Which is not to say that random testing is a bad technique. To help us experiment with an experimental (big) extension the ARM instruction set, we’ve been generating assemblers, disassemblers, LLVM instruction selection, simulators, etc. and we’ve caught lots of bugs and inconsistencies between the tools using random testing. And, of course, there’s lots of random testing (and directed testing) of ARM processors.
regehr says:

February 13, 2011 at 3:23 pm

So basically a good random testing paper is one where we learn something, and where that something is (at least somewhat) generally applicable. Sounds right!
Suresh says:

February 14, 2011 at 12:09 am

I think Alastair’s point is a good one and applies generally as well. Papers should yield insight as well as solutions.
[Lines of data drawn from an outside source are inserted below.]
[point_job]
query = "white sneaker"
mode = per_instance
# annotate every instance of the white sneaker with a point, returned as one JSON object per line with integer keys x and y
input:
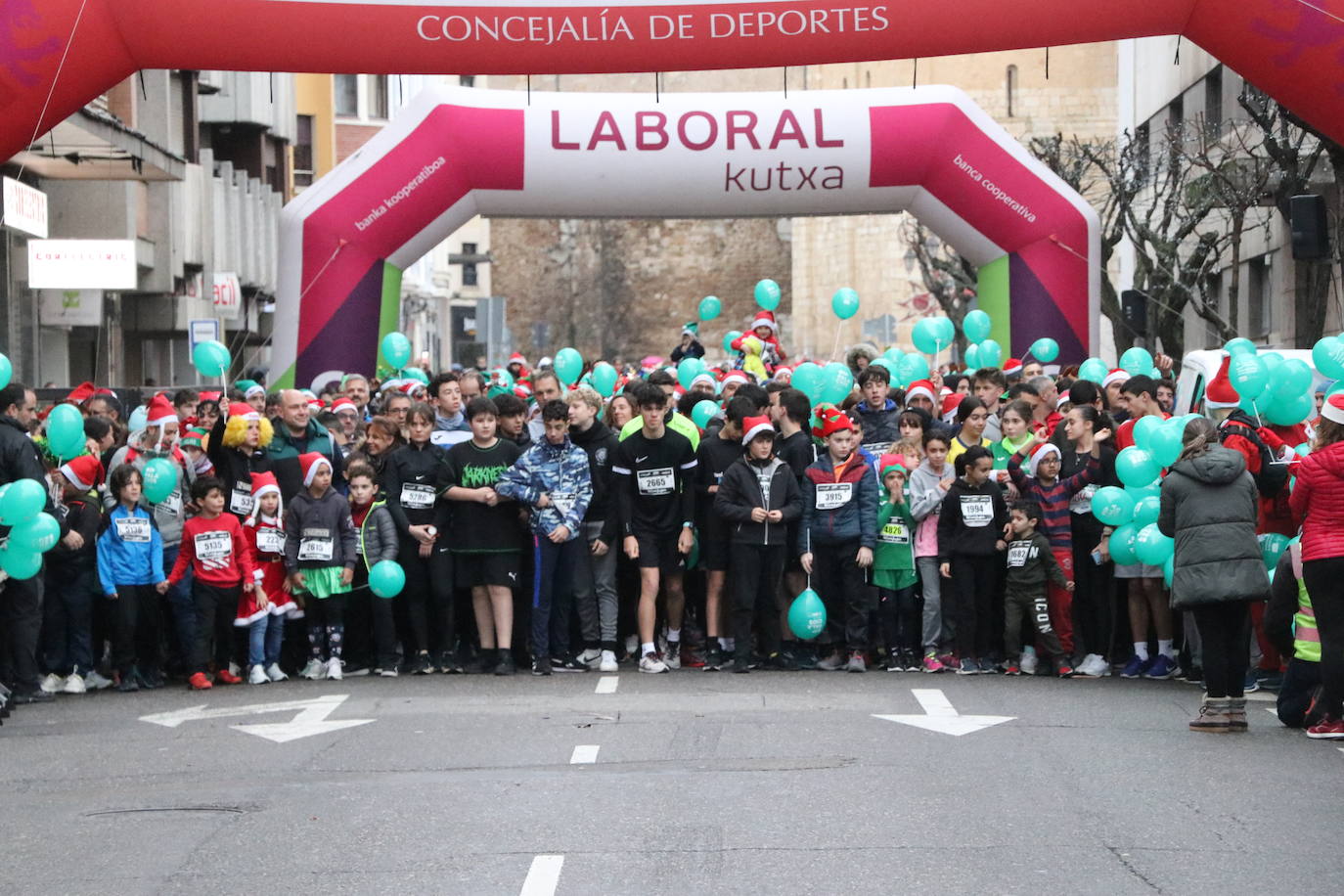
{"x": 650, "y": 662}
{"x": 96, "y": 681}
{"x": 1028, "y": 661}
There’s a famous note by Bill Thurston (I think) to this effect about proofs in mathematics as well.
Chung-chieh Shan says:

February 14, 2011 at 5:38 pm

I did a Google search for “focs OR stoc random testing” and was reminded of a nice explanation of a cool and potentially useful result http://rjlipton.wordpress.com/2010/06/03/an-amplification-trick-and-stoc-2010/ followed by a bunch of other references that looked relevant.
Ranjit says:

February 14, 2011 at 5:38 pm

Hi John,

I am rather surprised that you think Random Testing gets no respect.
QuickCheck a really clever randomized testing technique (or perhaps
the word is methodology), won the “most influential paper” award for
ICFP 2000.

http://www.sigplan.org/award-icfp.htm

There are also papers on how one can, with a few random tests,
prove properties about programs:

http://www.springerlink.com/content/118266422372l6g2/

Best,

Ranjit.
regehr says:

February 14, 2011 at 10:49 pm

Thanks for the references Chung-chieh and Ranjit!
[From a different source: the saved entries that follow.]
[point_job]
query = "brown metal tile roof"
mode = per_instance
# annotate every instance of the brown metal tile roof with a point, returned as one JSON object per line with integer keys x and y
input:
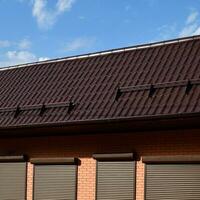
{"x": 151, "y": 80}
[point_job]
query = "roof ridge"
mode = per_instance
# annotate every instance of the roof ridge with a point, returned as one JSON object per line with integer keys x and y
{"x": 106, "y": 52}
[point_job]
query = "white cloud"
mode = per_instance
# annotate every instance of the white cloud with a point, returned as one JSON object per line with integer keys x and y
{"x": 64, "y": 5}
{"x": 43, "y": 58}
{"x": 79, "y": 43}
{"x": 46, "y": 17}
{"x": 24, "y": 44}
{"x": 17, "y": 57}
{"x": 192, "y": 25}
{"x": 167, "y": 31}
{"x": 192, "y": 17}
{"x": 11, "y": 58}
{"x": 4, "y": 43}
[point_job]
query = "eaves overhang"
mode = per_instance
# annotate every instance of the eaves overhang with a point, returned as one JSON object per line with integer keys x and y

Ranjit, in this post I’m reacting to a lot of conversations I’ve had with intelligent computer scientists who simply do not accept that random testing can or should be part of the quality assurance package for software systems. I’ve heard the same weak objections over and over, but certainly this attitude is not universal. Quickcheck is an excellent piece of work and we need more tools like it.
Ranjit says:

February 15, 2011 at 6:52 pm

Hi John, I bet those computer scientists don’t write a lot of code 🙂 Ranjit.
Ben L. Titzer says:

February 16, 2011 at 1:07 pm

I’d feel more comfortable with random testing if the random test cases produced were always automatically added to a growing regression suite. Thus random tests from the past could be repeated with the current version of the software. Otherwise the possibility for Heisenbugs (and the reverse, Heisenpasses) is just too great.